Movies Reviews
Featured
Sound of Metal Legendary
If you're wondering what the greatest degree of character development and growth can look like your search is over. An incredible story of having to overcome a traumatic life change and how it changes your relationship to those closest to you, yourself, and the world.
This earns a place on my sparse list of movies I'll re-watch just for the incredible natural acting and characters staying true to themselves and their limitations of growth. When Ruben makes a bad decision it's not hard believe and his good decisions come with some painstaking learning that it takes a long time to grow and develop. Nothing made me happier than the bittersweet ending of Ruben finding his place in the world and accepting that a life of silence can be just as beautiful as life of loudness (demonstrated by the loud digital shrieking of church bells to the quiet, peaceful, and more melodic silent swinging).
Studio Ghibli Films
Porco Rosso Legendary
Charming, romantic, heroic. My favorite Ghibli film but that may be for my strong bias of planes. Strong female roles were quite refreshing to me especially when the movie acknowledges it's bias against women and goes against it. A tale of redemption for a pilot with wounded honor.
The Wind Rises
Tales from Earthsea
Portrait of a Lady on Fire
The Alpinist Epic
An incredible short story of a legendary climber. Thrilling and motivating. It was a film that truly 'rocked' me to my core hahaha...
Sideways Poor
A movie about crappy depressed middle aged white men making their crappy depressed lives a little more crappy and depressed by making stupid alcoholic decisions earning themselves potentially the most crappy and depressed position in their lives. I have no idea what other critics see in this movie, maybe I have to re-watch it. But I see a bunch of sad middle aged men experience a slow burn into even sadder middle aged men.
From up on Poppy Hill
Castle in the Sky
Arcane
World War I & World War II Films
Greyhound Rare
What this movie lacks in depth it makes up for in realism, honesty, and raw feeling and emotion. Captain Krause is a character that stays true and remains at arm's length throughout the movie. It's true that we largely make up his feelings throughout the movie from hard gritty expressions but what else are we to realistically expect from a hardened captain trying to maintain the morale of his crew? It tells a story of trauma and a brave sea tale of the bravery and courage it takes to cross the Atlantic in World War 2.
Fury Poor
Character progression comes out of nowhere with no realistic progression or authenticity that they've experienced internal growth or change.
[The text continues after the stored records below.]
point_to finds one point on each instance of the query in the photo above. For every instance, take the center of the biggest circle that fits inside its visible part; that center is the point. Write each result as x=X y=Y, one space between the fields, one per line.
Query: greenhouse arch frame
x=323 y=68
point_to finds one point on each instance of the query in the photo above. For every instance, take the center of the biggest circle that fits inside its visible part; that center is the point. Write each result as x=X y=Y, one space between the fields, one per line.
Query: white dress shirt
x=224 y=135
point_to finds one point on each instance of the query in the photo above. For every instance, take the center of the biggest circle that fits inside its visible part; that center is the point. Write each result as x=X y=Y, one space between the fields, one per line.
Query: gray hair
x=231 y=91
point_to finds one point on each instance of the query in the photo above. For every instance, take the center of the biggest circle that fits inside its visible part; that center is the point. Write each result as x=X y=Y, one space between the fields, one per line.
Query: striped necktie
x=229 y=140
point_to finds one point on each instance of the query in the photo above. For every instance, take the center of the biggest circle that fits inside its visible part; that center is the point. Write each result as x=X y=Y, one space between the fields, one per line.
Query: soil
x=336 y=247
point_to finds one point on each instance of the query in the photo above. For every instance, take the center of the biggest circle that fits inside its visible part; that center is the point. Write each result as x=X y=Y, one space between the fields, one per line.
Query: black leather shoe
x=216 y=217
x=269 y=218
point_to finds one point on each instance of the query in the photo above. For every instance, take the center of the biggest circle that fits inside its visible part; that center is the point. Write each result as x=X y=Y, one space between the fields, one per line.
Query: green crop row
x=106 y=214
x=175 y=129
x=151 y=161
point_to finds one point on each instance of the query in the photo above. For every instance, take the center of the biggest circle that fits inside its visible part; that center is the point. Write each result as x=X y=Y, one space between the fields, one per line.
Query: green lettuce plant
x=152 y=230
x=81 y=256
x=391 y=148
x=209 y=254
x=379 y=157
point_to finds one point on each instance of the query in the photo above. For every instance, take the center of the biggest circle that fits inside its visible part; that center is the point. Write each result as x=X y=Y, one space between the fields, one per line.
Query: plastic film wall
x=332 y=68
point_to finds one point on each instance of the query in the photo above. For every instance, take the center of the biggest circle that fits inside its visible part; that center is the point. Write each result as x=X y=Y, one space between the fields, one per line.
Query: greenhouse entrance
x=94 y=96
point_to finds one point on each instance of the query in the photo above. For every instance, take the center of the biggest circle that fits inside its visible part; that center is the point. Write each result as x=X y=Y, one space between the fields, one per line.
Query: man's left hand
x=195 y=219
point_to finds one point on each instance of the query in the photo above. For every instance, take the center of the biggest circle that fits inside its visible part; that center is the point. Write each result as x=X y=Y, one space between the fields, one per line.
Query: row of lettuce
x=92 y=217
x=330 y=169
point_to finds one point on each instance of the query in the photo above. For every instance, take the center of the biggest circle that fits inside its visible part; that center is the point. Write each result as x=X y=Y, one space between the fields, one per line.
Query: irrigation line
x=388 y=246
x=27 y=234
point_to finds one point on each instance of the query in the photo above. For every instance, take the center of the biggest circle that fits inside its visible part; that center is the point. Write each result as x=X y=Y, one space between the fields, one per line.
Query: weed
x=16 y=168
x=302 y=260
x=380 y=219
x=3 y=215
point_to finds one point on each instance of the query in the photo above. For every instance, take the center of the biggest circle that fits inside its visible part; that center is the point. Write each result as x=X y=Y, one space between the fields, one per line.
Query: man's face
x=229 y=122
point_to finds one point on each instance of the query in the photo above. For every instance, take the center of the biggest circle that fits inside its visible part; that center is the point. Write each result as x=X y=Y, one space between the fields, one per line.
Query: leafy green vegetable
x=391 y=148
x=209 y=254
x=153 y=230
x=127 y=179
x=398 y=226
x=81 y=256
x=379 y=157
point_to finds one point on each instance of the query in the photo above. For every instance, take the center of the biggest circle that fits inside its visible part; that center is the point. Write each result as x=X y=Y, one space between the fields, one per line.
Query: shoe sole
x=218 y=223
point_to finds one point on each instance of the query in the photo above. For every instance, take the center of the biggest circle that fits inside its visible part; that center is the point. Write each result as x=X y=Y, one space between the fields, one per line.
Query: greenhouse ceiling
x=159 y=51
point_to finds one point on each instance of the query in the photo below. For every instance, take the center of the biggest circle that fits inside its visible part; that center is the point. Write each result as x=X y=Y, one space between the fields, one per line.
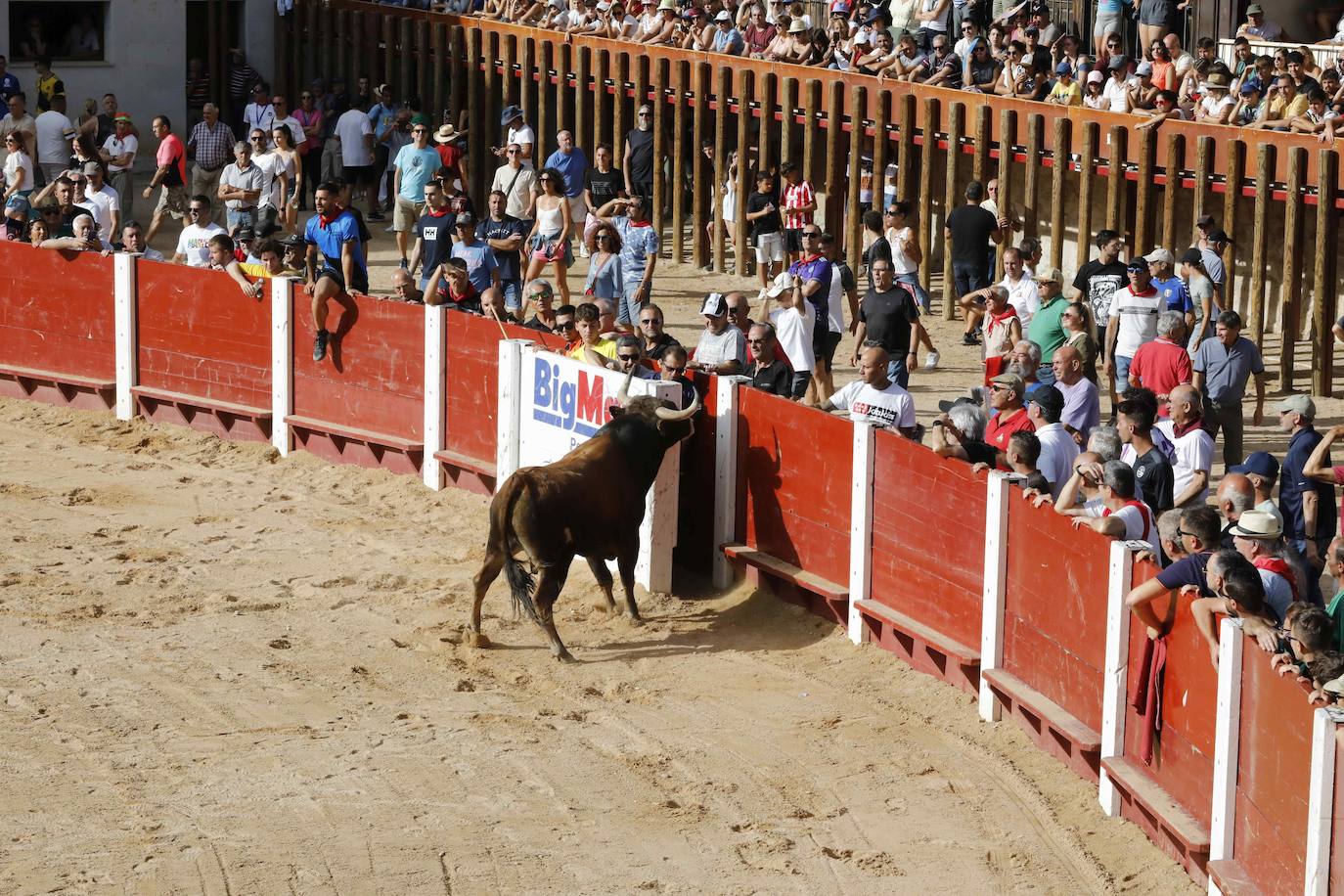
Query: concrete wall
x=146 y=58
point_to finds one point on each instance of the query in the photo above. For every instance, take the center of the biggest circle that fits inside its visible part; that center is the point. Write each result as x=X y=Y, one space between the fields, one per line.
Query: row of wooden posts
x=467 y=72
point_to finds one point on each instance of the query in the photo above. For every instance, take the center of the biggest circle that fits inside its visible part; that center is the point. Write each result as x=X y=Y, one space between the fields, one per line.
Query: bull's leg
x=604 y=580
x=625 y=564
x=482 y=580
x=547 y=590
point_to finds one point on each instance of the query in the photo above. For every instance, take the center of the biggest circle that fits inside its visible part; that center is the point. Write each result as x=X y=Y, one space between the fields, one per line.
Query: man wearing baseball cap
x=1305 y=501
x=1007 y=395
x=1261 y=468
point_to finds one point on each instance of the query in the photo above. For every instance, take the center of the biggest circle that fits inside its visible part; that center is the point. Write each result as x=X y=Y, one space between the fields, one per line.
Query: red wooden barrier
x=793 y=504
x=365 y=402
x=1273 y=781
x=1170 y=799
x=1055 y=632
x=204 y=352
x=926 y=571
x=57 y=327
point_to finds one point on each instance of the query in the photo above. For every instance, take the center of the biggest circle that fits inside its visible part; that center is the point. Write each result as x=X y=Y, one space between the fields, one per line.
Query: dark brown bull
x=590 y=503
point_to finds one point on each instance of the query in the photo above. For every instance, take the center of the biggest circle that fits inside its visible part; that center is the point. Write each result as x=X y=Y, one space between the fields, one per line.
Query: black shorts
x=359 y=175
x=798 y=385
x=334 y=273
x=824 y=345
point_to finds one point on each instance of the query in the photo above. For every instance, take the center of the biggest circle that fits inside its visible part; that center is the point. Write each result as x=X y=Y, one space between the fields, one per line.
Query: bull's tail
x=520 y=582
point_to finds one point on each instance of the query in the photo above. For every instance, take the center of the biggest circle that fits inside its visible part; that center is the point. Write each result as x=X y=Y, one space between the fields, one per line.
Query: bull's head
x=671 y=424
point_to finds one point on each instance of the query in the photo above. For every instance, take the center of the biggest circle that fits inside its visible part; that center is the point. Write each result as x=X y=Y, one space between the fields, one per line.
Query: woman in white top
x=550 y=238
x=18 y=168
x=293 y=166
x=906 y=254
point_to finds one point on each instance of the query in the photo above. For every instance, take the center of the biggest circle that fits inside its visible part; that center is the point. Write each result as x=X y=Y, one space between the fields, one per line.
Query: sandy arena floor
x=223 y=673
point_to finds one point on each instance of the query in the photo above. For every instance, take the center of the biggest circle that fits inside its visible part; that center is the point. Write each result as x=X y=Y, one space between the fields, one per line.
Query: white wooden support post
x=1228 y=741
x=1117 y=669
x=725 y=475
x=995 y=586
x=861 y=524
x=510 y=409
x=435 y=367
x=281 y=364
x=125 y=330
x=1320 y=810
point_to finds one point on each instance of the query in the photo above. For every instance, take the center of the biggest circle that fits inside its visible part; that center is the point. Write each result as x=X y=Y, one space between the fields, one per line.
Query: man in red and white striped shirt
x=797 y=205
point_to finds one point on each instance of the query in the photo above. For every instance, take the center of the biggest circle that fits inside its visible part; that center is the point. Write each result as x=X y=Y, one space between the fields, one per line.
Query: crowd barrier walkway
x=951 y=569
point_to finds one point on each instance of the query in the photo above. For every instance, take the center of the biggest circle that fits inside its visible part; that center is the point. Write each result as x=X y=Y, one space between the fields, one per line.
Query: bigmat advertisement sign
x=550 y=405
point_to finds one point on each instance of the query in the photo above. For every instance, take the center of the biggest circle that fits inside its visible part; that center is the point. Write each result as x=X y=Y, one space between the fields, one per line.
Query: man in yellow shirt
x=1066 y=90
x=588 y=320
x=1282 y=105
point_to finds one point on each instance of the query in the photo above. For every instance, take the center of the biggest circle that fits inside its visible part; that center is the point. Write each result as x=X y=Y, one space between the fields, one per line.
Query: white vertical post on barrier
x=510 y=409
x=1320 y=806
x=431 y=471
x=1228 y=741
x=281 y=364
x=1117 y=666
x=125 y=330
x=725 y=475
x=995 y=585
x=861 y=524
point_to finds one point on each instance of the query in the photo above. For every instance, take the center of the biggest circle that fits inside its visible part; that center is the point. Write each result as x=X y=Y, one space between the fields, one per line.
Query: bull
x=590 y=504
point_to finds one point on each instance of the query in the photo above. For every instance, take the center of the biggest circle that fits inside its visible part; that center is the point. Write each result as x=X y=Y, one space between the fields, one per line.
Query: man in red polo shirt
x=1006 y=395
x=1164 y=363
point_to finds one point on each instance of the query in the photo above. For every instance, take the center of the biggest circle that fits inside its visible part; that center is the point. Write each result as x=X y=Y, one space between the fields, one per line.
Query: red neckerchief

This is particularly true of the character Norman who's thrust into war with unrealistic outbursts of rebellion and then a sudden light switch flick into just another bland killing machine. Fight scenes are just that. Moments of mindless action just meant to thrill the audience and make up for the lack of realistic and integral character writing. But it gets at least two stars for spending all that budget blowing up Nazis.